In many ways Harry Laswell is the quintessential corporate VC alumnus. After 21 years at Intel, including five with Intel Capital, he founded American River Ventures in June, deciding he wanted to do venture capital work in an independent setting.
“I wanted to work with the entrepreneurs more and Intel is a more passive investor,” he says. “Quite frankly, this is more lucrative. We were treated very well by Intel standards, but not as compared with an independent fund.”
The compensation problem haunts corporations, because they cannot retain their most ambitious employees. Corporate VCs can easily figure out the potential carry from their investments, and in the good times at least, corporate salaries don’t compare.
Some corporates let their venture employees invest in a side fund, much to the chagrin of operations and technology staffers, who question why the venture group gets all the glory and payoff for their sweat. No matter, providing incentives based on financial performance clearly pushes the interests of the venture group away from strategic metrics.

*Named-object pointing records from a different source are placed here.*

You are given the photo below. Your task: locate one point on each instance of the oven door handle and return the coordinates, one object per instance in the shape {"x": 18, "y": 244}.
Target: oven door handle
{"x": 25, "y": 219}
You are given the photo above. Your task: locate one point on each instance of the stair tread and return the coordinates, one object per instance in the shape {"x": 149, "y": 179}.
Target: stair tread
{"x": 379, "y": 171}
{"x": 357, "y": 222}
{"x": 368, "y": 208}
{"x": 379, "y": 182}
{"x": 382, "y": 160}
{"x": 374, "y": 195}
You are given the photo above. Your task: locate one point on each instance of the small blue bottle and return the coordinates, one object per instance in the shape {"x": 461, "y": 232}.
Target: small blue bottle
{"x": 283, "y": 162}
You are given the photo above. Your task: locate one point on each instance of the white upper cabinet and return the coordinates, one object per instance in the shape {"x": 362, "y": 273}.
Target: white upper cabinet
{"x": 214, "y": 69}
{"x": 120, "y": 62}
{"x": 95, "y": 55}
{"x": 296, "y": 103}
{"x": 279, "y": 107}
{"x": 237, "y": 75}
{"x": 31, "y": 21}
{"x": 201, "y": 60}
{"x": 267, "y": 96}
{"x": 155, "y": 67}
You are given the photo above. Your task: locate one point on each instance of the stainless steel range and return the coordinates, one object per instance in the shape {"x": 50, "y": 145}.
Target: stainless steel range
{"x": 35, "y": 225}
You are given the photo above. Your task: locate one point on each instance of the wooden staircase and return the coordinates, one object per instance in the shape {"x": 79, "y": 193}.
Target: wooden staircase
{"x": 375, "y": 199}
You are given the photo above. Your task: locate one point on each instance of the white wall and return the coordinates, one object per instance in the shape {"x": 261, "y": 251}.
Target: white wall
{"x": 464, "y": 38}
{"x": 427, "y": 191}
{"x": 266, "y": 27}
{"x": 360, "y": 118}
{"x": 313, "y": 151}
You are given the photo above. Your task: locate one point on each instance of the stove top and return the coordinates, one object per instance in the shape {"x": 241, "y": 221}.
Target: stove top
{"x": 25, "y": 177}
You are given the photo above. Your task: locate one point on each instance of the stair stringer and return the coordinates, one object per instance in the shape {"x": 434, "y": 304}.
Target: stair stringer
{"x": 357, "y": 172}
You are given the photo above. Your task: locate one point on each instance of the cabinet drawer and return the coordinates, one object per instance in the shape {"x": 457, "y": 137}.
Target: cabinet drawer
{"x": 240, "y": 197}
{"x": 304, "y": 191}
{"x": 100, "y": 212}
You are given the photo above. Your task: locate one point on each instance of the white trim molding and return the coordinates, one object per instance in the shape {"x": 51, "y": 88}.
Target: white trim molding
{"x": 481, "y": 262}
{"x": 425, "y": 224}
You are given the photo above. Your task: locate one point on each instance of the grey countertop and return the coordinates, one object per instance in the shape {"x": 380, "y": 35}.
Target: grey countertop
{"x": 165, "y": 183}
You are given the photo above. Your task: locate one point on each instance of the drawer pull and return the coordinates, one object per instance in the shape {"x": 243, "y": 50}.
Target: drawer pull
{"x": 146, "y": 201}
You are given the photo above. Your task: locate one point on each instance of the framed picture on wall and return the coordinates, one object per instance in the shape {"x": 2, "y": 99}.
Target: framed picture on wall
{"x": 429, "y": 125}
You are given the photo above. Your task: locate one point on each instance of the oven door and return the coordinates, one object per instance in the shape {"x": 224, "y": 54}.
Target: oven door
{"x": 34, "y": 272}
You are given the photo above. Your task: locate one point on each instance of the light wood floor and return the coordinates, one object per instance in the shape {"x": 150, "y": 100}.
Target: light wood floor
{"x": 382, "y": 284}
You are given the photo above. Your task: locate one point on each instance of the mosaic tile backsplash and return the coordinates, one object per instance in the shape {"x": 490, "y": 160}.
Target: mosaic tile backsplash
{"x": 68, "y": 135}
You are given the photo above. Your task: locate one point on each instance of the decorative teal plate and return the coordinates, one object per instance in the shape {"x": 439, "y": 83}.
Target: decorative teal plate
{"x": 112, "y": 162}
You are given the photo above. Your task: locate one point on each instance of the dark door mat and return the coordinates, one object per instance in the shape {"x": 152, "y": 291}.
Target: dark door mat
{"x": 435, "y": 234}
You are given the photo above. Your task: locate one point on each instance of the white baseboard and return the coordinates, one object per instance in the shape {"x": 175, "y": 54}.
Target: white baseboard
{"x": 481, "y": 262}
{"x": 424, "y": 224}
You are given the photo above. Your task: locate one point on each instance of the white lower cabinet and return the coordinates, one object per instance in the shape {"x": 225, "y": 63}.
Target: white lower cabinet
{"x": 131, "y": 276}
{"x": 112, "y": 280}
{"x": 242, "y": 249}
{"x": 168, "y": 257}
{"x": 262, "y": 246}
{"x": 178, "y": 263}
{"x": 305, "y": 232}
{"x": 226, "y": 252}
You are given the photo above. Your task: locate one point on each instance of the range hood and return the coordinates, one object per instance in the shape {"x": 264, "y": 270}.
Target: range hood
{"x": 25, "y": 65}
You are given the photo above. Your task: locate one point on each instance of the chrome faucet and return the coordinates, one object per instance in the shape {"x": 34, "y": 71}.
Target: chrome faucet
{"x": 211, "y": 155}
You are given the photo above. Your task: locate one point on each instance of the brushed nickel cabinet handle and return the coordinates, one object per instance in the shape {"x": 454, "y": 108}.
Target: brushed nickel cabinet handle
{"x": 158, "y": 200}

Ideally, variable compensation based on the integration of new technologies would preserve the strategic interests, but besides stock options, how would that be measured?
Ken Bronfin, senior vice president at Hearst and head of the six-year-old venture unit, says the hiring process may provide a solution. “You either go out and find a group of really smart venture people who know how to invest and teach them the media business, or you take a bunch of really sharp media people and teach them how to invest,” he says. “We’ve found [people with] the media background work best.”
Unfortunately, many of the corporate types who get into venture are mavericks who discover they prefer VC to the corporate world. In many cases, the good ones end up like Laswell.